Let T be the original theory. For any expression F of a higher type, we introduce an object-type expression nom(F). We also introduce an operation app so that app(nom(F), a) = F(a). Finally, we restrict all quantifiers in T by a new predicate real. To the resulting theory, we add some axioms governing nom and app and real. The most important ones, for present purposes, are these (slightly simplified):

Nom-real. ∀F(real(F) ↔︎ E!nom(F)).

Nom-nonreal. ∀F ¬real(nom(F)).

Nom-inj. ∀F∀G(nom(F) = nom(G) ↔︎ F = G).

B&T prove that the new theory is a conservative extension of the original theory.

B&T assume that statements like app(nom(F), a) are literally false, like metaphors or fictional statements. I prefer a different conception of their machinery. We can regard app(nom(F), a) as a convoluted way of saying F(a), which is true as long as the object a is F. The old language is a perspicuous representation of reality. The new language is a stipulative extension with no extra metaphysical commitments.

Now. Can we recover Frege's logicism with this machinery?

Not quite. We'd like to define N as the nominalization of 'having a nominalization that applies to N things'. But we can't do that: nom isn't defined for 'having a nominalization that applies to N things'.

We could follow Frege's idea in Grundlagen and define zero as the nominalization of 'being non-self-identical': 0 =df nom(λx.¬(x=x)). We'd then like to define 1 as nom(λx.x=1), but again we can't do that because nom is not defined for λx.x=1.

So we need to change the construction.

We could proceed in stages. At stage 1, we introduce nominalizations for all predicates in the original language. At stage 2, we introduce nominalizations for all predicates in the language of stage 1, and so on.

Since λx.x=1 is a stage-1 predicate, it can be nominalized at stage 2. So the number 1 can be defined at stage 2. In general, each number n is definable at stage n+1.

To allow quantification over all numbers, we need to add a transfinite stage:

  • stage 0: the old theory in the old language;
  • stage n+1: add nominalization of all predicates in stage n;
  • stage ω: take the union of all previous stages.

If we generalize the last clause to all limit ordinals, will we reach a fixed point at which every predicate expressible in the language has a nominalization? I think so, because I think the language remains countable.

In any case, we have to adjust some other parts of the B&T machinery. The Nom-real axiom has to go. And I think we have to use different app and nom predicates for each stage, to avoid paradox.

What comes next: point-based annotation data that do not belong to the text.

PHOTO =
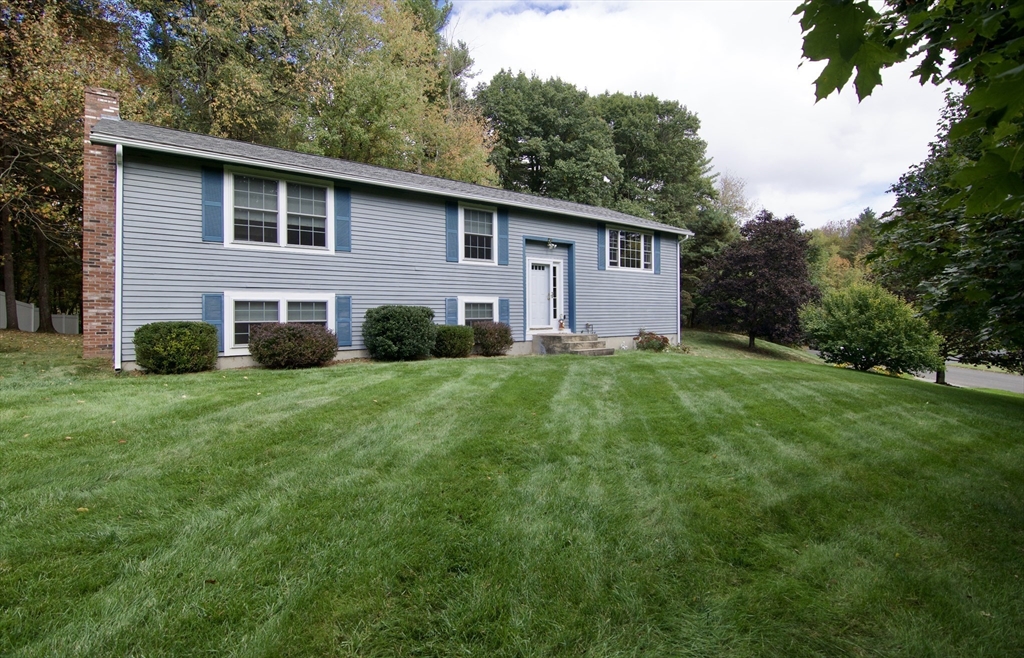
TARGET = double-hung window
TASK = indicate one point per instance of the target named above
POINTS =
(477, 232)
(307, 312)
(280, 212)
(478, 312)
(631, 250)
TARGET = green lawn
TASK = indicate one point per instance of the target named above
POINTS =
(641, 505)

It might be worth spelling out this construction. It seems to have a few advantages over traditional Neo-Fregeanism (as in Hale and Wright (2001)). In particular, it doesn't rely on the magic of abstraction principles (with the bad company of Axiom V). The introduction of numbers as objects is not an instance of abstraction, but of nominalization, and nominalization is a pervasive feature of our language. (We also don't have a special "Julius Caesar problem": that Julius Caesar is not a number is entailed by Nom-nonreal.)

(Thanks to Rob Trueman for discussion.)

Button, Tim, and Robert Trueman. 2024. “A Fictionalist Theory of Universals.” In Higher-Order Metaphysics, edited by Peter Fritz and Nicholas K. Jones, 0. Oxford University Press. doi.org/10.1093/oso/9780192894885.003.0007.
Hale, Bob, and Crispin Wright. 2001. The Reason’s Proper Study: Essays Towards a Neo-Fregean Philosophy of Mathematics. Oxford: Clarendon Press.